Nice find on those MI60s! I’ve been fighting with AMD setup too - MLC-LLM might be the answer. How’s your memory looking? Are the 70B models eating up all 32GB or do you have room left? And does that custom quantization hurt quality compared to regular GGUF?

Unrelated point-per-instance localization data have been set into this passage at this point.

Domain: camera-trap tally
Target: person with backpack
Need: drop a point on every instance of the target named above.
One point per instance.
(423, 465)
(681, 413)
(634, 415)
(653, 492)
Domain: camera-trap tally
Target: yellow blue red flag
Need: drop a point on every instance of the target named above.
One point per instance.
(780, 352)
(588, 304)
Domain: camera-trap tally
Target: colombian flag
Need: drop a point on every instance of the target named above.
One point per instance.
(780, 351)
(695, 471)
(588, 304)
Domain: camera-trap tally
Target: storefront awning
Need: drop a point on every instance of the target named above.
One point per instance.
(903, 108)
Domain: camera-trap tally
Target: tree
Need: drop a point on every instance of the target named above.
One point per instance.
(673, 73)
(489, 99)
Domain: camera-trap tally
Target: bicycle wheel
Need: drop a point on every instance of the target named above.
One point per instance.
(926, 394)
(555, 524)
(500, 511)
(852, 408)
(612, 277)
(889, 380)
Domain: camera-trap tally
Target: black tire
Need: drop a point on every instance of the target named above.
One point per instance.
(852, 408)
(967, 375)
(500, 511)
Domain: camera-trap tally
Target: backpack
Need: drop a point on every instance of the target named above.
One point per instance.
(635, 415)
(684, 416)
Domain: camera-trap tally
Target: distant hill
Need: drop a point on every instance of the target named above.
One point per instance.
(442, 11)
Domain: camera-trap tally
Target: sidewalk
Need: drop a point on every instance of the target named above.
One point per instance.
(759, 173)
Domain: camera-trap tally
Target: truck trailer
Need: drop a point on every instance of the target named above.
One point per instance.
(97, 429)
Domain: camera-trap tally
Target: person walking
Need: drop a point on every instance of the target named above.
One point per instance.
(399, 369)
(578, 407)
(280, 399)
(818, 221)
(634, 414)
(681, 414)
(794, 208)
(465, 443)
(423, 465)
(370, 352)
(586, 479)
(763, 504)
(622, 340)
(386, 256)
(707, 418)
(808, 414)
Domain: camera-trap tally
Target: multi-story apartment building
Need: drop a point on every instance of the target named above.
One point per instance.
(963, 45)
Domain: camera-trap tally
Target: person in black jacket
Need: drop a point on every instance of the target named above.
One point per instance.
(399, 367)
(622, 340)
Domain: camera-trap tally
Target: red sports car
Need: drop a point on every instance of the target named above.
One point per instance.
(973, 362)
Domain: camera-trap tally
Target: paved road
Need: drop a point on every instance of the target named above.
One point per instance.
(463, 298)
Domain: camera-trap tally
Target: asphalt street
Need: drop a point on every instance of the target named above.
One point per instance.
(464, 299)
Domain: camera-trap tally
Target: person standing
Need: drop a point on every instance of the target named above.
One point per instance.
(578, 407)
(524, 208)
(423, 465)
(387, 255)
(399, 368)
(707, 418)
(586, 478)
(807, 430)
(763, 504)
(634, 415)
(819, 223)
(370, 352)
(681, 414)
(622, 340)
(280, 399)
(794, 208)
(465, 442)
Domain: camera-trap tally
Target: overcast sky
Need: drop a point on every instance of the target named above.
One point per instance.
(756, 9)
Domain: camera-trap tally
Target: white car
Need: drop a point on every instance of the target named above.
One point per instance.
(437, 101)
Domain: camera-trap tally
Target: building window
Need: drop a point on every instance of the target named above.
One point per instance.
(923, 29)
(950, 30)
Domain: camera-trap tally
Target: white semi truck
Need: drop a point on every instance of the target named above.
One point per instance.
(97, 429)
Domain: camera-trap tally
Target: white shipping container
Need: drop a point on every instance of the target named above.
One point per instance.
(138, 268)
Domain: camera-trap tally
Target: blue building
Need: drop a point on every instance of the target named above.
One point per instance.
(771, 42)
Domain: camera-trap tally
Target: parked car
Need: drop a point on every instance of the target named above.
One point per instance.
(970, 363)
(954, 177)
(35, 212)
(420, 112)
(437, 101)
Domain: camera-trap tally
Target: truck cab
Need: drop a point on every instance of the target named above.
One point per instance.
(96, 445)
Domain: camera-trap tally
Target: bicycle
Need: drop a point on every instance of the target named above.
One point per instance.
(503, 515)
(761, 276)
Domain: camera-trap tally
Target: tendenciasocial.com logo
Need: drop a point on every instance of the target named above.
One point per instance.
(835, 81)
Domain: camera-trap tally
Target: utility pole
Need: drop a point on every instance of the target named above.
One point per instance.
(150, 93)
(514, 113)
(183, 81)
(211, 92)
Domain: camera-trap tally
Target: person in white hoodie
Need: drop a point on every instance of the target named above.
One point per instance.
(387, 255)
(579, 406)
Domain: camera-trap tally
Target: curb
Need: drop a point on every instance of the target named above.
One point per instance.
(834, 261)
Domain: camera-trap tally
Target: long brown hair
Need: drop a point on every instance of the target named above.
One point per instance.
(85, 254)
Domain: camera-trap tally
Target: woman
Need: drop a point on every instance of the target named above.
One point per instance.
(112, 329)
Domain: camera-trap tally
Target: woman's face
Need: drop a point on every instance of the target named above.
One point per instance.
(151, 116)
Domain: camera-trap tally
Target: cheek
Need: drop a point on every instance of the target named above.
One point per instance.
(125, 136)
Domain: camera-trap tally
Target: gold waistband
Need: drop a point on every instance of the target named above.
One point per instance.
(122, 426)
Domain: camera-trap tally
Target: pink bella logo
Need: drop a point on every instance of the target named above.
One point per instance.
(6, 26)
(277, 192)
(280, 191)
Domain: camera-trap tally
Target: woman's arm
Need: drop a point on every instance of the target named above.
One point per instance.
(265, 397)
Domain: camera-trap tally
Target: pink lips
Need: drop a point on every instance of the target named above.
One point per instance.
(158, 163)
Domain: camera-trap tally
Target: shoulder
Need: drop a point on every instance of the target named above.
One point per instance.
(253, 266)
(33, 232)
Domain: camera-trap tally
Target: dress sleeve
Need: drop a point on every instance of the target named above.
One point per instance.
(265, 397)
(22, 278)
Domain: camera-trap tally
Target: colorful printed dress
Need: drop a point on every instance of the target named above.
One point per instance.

Nice work with the MI60! I hit the exact same wall with vLLM and aphrodite-engine on my MI50 - that paged attention issue is everywhere with ROCm. And yeah, had to add gfx906 for flash attention too.

That performance gap really stands out though. 81.5 tok/s vs 58.36 tok/s on similar 8B models? MLC’s clearly got better AMD optimization than llama.cpp. But I’m wondering - does MLC’s q4f16_1 quantization mess with quality compared to Q4_K_M? The speed boost is huge, but how’s it handle longer chats or tricky reasoning?

wow, those mlc-llm numbers look awesome! i’ve been eyeing some mi50s on ebay too, but wasn’t sure about the hassle. are you facing any stability issues during long inference? does the 225w limit affect performance much? how do the temps stack up against your old 3060s?